[Use of molecular tests of human papilloma virus (HPV) as screening test for cervix cancer: a review]

Abstract

Infection from some types of human papillomavirus has been recognised as carcinogenic for the uterine cervix. With reliable techniques (PCR and Hybrid Capture II) "high risk" HPV types are found in a very high proportion of women with invasive cancer and high-grade pre-invasive lesions. On the other hand prevalence is low in cytologically normal women, except in young women, who seem to have a high frequency of transient infections in the years following the beginning of sexual activity. Some studies found a role of the presence and persistence of "high-risk" HPV types in the progression of low-grade pre-invasive lesions vs. high-grade rather then vs. spontaneous regression.
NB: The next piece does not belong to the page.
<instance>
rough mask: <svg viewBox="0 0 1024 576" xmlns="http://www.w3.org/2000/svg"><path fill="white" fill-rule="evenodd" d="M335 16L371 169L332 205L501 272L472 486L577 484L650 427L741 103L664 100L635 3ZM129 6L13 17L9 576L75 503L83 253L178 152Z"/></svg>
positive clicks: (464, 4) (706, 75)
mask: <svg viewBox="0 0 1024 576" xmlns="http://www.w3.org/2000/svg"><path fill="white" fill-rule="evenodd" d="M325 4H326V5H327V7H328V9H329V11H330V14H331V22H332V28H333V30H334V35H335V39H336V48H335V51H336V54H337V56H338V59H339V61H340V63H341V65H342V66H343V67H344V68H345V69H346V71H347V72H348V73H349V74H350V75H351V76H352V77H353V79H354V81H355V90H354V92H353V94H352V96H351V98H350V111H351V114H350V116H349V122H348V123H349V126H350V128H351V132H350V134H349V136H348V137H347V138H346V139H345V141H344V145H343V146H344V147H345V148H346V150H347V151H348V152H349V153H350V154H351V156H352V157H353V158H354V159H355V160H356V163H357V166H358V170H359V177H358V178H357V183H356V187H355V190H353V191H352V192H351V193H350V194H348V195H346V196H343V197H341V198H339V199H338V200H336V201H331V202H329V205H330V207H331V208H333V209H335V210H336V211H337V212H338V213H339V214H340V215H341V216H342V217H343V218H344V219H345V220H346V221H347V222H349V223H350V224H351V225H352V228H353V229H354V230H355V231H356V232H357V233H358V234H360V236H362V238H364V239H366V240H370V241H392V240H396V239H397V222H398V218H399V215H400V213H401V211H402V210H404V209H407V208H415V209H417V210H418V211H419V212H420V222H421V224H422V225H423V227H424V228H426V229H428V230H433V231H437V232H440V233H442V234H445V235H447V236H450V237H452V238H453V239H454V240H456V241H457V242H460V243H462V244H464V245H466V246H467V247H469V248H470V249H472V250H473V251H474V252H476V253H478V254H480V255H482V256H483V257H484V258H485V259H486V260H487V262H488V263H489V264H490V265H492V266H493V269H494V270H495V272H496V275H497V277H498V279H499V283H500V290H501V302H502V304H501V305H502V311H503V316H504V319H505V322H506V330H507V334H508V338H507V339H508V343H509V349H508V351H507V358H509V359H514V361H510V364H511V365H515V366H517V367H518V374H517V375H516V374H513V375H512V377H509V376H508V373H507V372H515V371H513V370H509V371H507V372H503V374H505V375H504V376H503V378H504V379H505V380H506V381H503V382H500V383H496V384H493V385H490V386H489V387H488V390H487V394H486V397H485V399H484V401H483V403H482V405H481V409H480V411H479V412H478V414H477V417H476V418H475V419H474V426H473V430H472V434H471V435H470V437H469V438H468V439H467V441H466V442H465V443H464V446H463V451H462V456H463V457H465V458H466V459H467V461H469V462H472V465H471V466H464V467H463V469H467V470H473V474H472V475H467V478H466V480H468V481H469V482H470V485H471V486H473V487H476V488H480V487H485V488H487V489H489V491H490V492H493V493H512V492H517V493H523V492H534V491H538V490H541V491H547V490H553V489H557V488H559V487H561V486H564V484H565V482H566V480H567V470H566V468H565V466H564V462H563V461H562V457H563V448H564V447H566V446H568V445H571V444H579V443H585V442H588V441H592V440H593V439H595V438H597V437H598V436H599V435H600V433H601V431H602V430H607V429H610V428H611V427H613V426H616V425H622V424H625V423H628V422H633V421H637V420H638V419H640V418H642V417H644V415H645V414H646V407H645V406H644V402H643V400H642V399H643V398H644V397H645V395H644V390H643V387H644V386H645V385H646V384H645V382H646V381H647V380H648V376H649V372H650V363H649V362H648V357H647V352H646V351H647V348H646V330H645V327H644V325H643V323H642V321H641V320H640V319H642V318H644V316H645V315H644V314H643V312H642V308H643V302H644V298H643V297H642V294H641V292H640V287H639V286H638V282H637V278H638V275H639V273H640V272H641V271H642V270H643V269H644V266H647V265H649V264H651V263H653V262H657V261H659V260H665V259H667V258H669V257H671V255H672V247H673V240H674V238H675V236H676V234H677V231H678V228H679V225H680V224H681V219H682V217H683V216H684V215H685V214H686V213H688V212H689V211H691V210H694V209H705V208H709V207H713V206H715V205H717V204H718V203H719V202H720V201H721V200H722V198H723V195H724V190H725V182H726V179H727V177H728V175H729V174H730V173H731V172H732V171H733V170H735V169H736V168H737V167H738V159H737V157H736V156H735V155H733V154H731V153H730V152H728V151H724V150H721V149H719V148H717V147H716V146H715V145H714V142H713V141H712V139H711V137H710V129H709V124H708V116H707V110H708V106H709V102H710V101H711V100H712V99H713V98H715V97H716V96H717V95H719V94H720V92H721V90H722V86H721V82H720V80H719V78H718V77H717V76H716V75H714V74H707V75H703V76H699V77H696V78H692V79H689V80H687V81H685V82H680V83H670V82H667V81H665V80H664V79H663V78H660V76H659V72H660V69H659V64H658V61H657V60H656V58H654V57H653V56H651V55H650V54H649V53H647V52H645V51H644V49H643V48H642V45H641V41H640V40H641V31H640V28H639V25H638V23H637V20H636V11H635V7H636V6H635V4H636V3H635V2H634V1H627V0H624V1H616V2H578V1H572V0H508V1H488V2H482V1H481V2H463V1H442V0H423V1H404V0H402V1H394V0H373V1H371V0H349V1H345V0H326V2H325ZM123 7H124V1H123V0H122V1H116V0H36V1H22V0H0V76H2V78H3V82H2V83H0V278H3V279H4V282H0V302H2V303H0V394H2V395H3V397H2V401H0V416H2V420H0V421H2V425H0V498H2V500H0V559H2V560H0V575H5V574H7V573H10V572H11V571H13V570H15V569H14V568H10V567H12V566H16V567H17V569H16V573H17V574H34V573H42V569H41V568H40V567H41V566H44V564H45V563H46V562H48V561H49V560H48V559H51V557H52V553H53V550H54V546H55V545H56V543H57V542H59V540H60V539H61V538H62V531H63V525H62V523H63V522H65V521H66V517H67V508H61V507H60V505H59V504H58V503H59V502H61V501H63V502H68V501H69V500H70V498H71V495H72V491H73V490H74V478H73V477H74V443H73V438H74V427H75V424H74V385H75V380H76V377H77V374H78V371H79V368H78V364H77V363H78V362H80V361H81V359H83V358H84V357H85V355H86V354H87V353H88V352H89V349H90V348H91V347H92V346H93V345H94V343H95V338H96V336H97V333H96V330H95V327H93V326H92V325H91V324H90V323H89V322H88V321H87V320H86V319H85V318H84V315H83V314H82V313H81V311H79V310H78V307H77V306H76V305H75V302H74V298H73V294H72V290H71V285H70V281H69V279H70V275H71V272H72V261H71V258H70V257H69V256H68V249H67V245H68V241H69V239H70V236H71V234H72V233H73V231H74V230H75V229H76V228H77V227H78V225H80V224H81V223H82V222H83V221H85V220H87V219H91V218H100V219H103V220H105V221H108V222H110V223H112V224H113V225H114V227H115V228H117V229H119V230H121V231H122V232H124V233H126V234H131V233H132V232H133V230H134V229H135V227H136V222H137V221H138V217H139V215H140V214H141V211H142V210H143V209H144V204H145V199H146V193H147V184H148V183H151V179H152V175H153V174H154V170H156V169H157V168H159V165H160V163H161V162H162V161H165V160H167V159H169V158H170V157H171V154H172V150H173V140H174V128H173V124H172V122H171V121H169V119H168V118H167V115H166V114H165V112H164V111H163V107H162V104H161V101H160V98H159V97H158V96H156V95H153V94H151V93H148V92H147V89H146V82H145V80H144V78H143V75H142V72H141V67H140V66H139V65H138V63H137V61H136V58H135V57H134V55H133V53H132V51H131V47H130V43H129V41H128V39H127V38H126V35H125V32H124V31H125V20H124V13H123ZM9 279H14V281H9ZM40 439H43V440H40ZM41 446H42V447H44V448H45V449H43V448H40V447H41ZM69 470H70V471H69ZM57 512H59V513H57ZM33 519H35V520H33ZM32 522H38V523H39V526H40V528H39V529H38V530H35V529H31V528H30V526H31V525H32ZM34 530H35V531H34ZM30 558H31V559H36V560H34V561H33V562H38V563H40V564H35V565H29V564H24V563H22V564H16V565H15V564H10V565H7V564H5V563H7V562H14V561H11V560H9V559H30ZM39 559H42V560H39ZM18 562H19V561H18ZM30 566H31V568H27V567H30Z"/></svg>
For these reasons HPV testing has been suggested as a possible tool for primary screening. A few studies suggest that it could allow increasing sensitivity, although problems of extrapolability of results exist. It must, however, be considered that traditional cytological screening is already very protective and that simply adding a further test would lead to an unfavourable cost-benefit ratio. An appealing possibility is applying HPV testing with long intervals between screening rounds. This would reduce the burden for women and plausibly allow reaching higher coverage at each round. A key element is the duration of infection before progression to pre-invasive lesion. A long duration would allow selecting women at low risk of developing a lesion for years (those HPV-negative), who could have long-interval test, and others (those HPV-positive) at high risk, to be followed more strictly. Published data from longitudinal studies are limited and don't allow an adequately precise estimate. Therefore the use of HPV testing for primary screening is very promising but to the moment must be considered as a research object.